Connect to Azure Cosmos DB for MongoDB vCore from Azure Databricks

2025-06-12

This article explains how to connect Azure Cosmos DB MongoDB vCore from Azure Databricks. It walks through basic Data Manipulation Language(DML) operations like Read, Filter, SQLs, Aggregation Pipelines and Write Tables using python code.

Prerequisites

Provision an Azure Cosmos DB for MongoDB vCore cluster.
Provision your choice of Spark environment Azure Databricks.

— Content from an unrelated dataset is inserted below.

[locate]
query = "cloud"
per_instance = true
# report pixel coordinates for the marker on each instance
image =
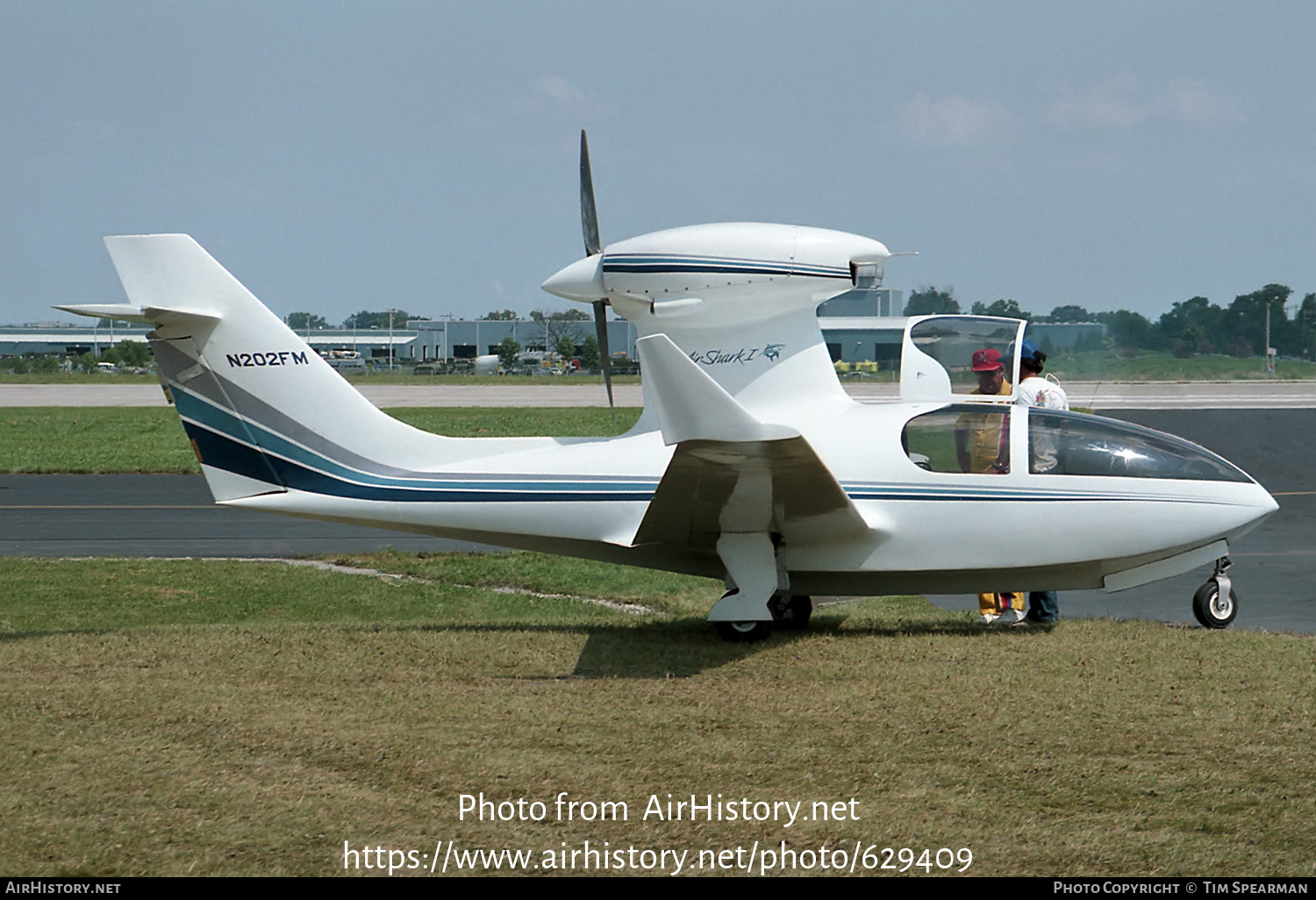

Configure dependencies for connectivity

The following are the dependencies required to connect to Azure Cosmos DB for MongoDB vCore from Azure Databricks:

Spark connector for MongoDB Spark connector is used to connect to Azure Cosmos DB for MongoDB vCore. Identify and use the version of the connector located in Maven central that is compatible with the Spark and Scala versions of your Spark environment. We recommend an environment that supports Spark 3.2.1 or higher, and the spark connector available at maven coordinates org.mongodb.spark:mongo-spark-connector_2.12:3.0.1.
Azure Cosmos DB for MongoDB connection strings: Your Azure Cosmos DB for MongoDB vCore connection string, user name, and passwords.

Provision an Azure Databricks workspace

You can follow instructions to provision an Azure Databricks workspace. You can use the default compute available or create a new compute resource to run your notebook. Be sure to select a Databricks runtime that supports at least Spark 3.0.

Add dependencies

Add the MongoDB Connector for Spark library to your compute to connect to both native MongoDB and Azure Cosmos DB for MongoDB endpoints. In your compute, select Libraries > Install New > Maven, and then add org.mongodb.spark:mongo-spark-connector_2.12:3.0.1 Maven coordinates.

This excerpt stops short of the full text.